Remote Work in Las Vegas

Self-care is not sustainable.

Las Vegas strip
Las Vegas strip

Are you okay? Do you have the mental and physical energy to find joy in the ordinary activities you engage in during the day. How is work going? How are your relationships growing? Where does your passion rest?

These are important questions – questions I often ask of my friends when I see them dragging their feet or when I sense that joy is no longer accompanying them on their journey. I am a big proponent of doing the little things that restore our wellbeing and grow our resilience. I even begin all my classes by encouraging my students to care for themselves above all things so that they can learn well, love well, and live well.

This week I had the opportunity to work remotely from Las Vegas and in the evenings, I went out to enjoy the flashing lights that engulf the strip with people from around the world. I relished in all the food options that make even a disciplined man like me a glutton. I walked more than I typically walk in a month and found rest in the most unusual of places as I traveled from one end of the strip to the other.

I started thinking, this is truly a great way to self-care…

Then, I would start another day in my hotel room with grading and countless emails that awaited me. I would review my bank account for the damage report. The self remained, but oh he cared now.

I began thinking that the whole idea of self-care as something we do is not sustainable. If self-care is what I do after work, or where I go during a remote working trip, or even the activities that I engage in to escape my ordinary journey – it is not sustainable. Not only is it not sustainable, but it is also only a temporary relief that comes flooding back the moment this self-care activity ends. Sometimes it even returns with a faithful companion – the consequences.

Now, don’t get me wrong, I truly enjoyed being able to leave my routine and have a different place to enjoy life after work. I even had a lot of fun exploring the attractions that I was excited to experience. However, after some reflection, I am choosing to reframe self-care. Because self-care is not something you do, but how you do what you do.

Self-care is not something you do, but how you do what you do.
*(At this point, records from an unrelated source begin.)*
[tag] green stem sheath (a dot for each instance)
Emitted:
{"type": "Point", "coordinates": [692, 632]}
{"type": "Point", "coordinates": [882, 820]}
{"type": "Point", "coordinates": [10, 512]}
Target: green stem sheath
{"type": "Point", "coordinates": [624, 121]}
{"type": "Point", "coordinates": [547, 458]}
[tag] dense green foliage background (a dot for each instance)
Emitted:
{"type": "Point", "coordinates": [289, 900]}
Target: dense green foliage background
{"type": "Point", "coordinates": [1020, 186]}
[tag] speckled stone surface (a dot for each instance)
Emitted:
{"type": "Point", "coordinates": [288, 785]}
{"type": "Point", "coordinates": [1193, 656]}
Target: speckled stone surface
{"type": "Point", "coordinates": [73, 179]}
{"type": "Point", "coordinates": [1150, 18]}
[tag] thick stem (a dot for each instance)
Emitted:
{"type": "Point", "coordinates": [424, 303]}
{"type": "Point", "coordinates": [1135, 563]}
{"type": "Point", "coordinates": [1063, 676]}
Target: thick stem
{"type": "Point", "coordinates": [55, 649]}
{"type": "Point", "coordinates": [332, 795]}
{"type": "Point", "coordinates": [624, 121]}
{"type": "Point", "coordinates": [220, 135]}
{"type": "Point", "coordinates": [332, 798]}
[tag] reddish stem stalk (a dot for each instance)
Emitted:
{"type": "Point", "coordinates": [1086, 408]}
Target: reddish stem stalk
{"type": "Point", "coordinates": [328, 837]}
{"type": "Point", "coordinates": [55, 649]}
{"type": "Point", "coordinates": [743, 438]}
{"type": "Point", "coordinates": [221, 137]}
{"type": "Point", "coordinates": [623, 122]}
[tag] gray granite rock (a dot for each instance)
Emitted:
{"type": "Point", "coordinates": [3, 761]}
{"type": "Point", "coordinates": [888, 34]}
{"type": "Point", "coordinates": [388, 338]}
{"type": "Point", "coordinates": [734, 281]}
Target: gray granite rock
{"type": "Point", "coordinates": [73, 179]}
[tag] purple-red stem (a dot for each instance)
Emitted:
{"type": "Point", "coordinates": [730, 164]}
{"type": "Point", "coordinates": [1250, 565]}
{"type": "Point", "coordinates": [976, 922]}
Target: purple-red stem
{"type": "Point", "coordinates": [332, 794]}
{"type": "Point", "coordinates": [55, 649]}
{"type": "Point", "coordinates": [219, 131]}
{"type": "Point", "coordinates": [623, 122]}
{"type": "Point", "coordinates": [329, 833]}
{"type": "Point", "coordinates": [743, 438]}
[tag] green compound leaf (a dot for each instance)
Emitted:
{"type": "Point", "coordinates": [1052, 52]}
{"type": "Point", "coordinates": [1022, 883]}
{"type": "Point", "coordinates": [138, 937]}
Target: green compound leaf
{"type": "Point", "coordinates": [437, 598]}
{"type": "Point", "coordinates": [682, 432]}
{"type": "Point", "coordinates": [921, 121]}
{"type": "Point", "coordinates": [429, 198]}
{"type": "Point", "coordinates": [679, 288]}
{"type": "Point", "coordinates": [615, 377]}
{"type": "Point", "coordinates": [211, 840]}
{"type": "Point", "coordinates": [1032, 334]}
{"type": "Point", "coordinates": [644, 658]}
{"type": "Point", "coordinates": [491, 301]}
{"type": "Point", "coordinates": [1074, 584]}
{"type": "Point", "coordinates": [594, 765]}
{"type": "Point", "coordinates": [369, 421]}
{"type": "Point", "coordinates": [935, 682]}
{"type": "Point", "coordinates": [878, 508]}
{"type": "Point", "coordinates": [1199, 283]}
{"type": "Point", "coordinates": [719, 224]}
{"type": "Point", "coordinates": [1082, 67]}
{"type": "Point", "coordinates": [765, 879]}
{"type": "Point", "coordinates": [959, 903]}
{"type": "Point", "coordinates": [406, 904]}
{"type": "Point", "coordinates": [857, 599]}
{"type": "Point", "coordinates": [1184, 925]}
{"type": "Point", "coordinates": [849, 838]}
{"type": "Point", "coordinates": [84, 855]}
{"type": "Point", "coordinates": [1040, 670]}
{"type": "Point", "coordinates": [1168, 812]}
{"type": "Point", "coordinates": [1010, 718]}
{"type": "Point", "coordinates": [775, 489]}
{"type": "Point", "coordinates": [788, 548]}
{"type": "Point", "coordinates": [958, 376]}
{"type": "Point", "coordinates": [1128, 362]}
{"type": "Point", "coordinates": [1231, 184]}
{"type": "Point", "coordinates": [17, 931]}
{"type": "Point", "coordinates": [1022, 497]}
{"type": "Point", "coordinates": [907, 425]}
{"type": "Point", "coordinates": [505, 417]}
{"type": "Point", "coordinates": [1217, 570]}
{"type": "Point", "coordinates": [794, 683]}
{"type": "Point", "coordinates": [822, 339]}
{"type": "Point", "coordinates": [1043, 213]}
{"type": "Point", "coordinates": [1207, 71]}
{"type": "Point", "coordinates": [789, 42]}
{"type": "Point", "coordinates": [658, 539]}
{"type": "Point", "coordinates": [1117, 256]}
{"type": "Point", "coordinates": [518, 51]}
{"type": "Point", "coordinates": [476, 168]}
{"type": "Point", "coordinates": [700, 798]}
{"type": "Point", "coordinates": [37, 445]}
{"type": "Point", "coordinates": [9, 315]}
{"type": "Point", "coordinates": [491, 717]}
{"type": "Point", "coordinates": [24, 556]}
When we understand self-care as part of our process, our mindset shifts. Instead of working incredibly long hours at work pursuing a false idol that will never be attained, I will practice self-care and enjoy only eight hours of my workday; and be at peace with the productivity I accomplished and not the busyness that the day portrayed. Instead of planning a two-week trip out of the country after a long year of working without rest, I will bask in the beauty that is around my city with the ones that I care most about on this journey of life. I will enjoy that warm cup of coffee on my balcony while I read before heading to work. I will relish that adventurous home cooked meal with my best friend who has chosen to spend the rest of her life with me. I will engage in the ordinary parts of life with a new mindset that transforms them into extraordinary occurrences. Self-care as a treat is valuable and encouraged, but self-care as an escape is never sustainable.

  • How can you reframe what you are doing that is draining the joy out of you and engage in those activities with self-care?

  • What might it look like to be mindful and care for your wellbeing as you journey through your everyday life?